À travers deux jugements majeurs rendus en janvier 2026, la Cour suprême de Maurice a adressé un message ferme et sans équivoque aux réseaux internationaux de trafic de drogue : l’importation d’héroïne en grandes quantités sera sanctionnée par des peines de prison particulièrement sévères, y compris lorsque les accusés se présentent comme de simples passeurs.

Dans les affaires 2026 SCJ 39 et 2026 SCJ 38, le même magistrat, Mehdi Manrakhan, a adopté une approche judiciaire constante, rigoureuse et clairement dissuasive, mettant l’accent sur la protection de la société et la nécessité de freiner le trafic transnational de stupéfiants.

Dans la première affaire, Lodewyk Blom et Calvin Martin John Cresswell, de nationalité sud-africaine, ont été reconnus coupables d’avoir importé plus de deux kilos d’héroïne dissimulés dans des sacs spécialement aménagés, pour une valeur marchande dépassant 30 millions de roupies.

Dans la seconde affaire, Mercy Fatima Mandala et Victoria Sitolo Mwale, ressortissantes malawites, ont été condamnées pour avoir introduit à Maurice plus de 1,3 kilo d’héroïne, dissimulé sous forme de boulettes ingérées avant leur arrivée à l’aéroport SSR, pour une valeur estimée à près de 20 millions de roupies.

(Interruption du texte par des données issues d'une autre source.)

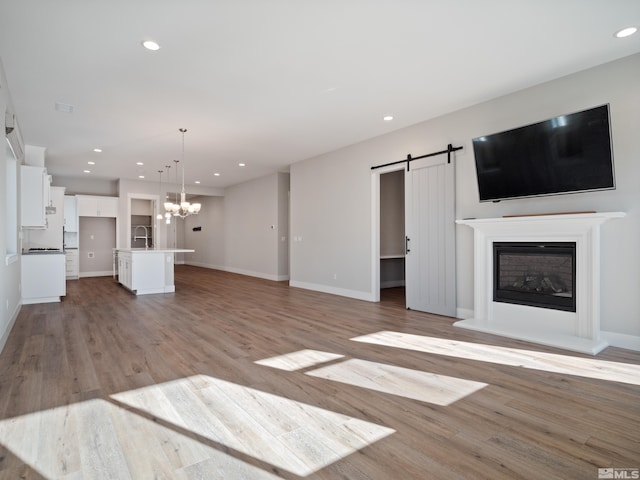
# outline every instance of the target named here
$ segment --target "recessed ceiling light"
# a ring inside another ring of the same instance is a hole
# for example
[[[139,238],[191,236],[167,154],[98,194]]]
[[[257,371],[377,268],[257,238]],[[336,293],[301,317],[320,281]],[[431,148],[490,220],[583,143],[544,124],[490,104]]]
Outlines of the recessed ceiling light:
[[[96,152],[96,153],[102,153],[102,149],[101,148],[94,148],[93,151]]]
[[[91,170],[83,170],[84,173],[91,173]]]
[[[622,30],[618,30],[616,32],[616,37],[618,37],[618,38],[628,37],[629,35],[633,35],[637,31],[638,31],[638,29],[636,27],[623,28]]]
[[[200,183],[200,180],[196,180],[196,183]]]
[[[138,178],[144,178],[144,175],[138,175]]]
[[[87,162],[87,164],[89,164],[89,165],[95,165],[95,164],[96,164],[96,162]]]
[[[136,162],[136,165],[144,165],[143,162]]]
[[[393,120],[393,117],[391,115],[386,115],[386,116],[382,117],[382,119],[385,122],[390,122],[391,120]]]
[[[239,164],[238,164],[238,166],[239,166],[239,167],[245,167],[245,166],[246,166],[246,164],[244,164],[244,163],[239,163]]]
[[[220,174],[219,174],[218,172],[216,172],[216,173],[214,173],[214,174],[213,174],[213,176],[214,176],[214,177],[219,177],[219,176],[220,176]]]
[[[151,50],[151,51],[154,51],[154,52],[156,50],[160,50],[160,45],[158,45],[153,40],[145,40],[144,42],[142,42],[142,46],[144,48],[146,48],[147,50]]]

Dans ses motivations, le juge Mehdi Manrakhan a rejeté toute tentative de minimisation des responsabilités. Il a souligné que les méthodes employées, la coordination des déplacements et la promesse de gains financiers démontraient une participation consciente — ou à tout le moins volontairement aveugle — à des opérations criminelles structurées. La Cour a rappelé que les passeurs constituent un maillon indispensable de la chaîne du trafic, sans lequel ces réseaux ne pourraient opérer.

Si certains facteurs atténuants ont été reconnus — plaidoyers de culpabilité rapides, absence d’antécédents judiciaires, remords exprimés et situations personnelles difficiles — ils n’ont pas suffi à contrebalancer la gravité extrême des infractions et l’impératif de dissuasion.

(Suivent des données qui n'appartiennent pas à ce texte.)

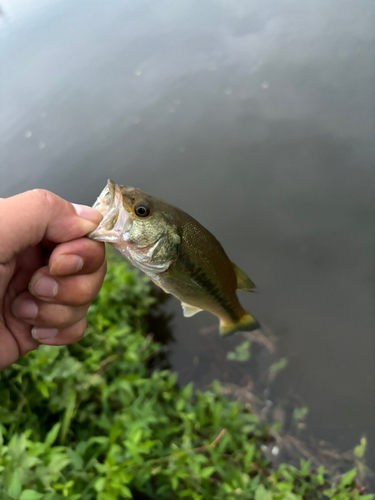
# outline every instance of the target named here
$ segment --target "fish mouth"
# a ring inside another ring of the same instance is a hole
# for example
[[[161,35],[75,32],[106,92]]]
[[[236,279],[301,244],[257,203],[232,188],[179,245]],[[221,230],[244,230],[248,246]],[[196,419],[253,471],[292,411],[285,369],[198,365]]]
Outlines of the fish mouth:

Les peines prononcées, allant de 24 à 27 ans de servitude pénale, assorties d’amendes, traduisent une volonté judiciaire affirmée : faire de Maurice un territoire hostile au trafic de drogue.

Par ces décisions, la Cour suprême confirme que le pays ne tolérera aucun rôle, même subalterne, dans les réseaux internationaux de stupéfiants, et que la justice appliquera toute la rigueur de la loi pour protéger la société mauricienne.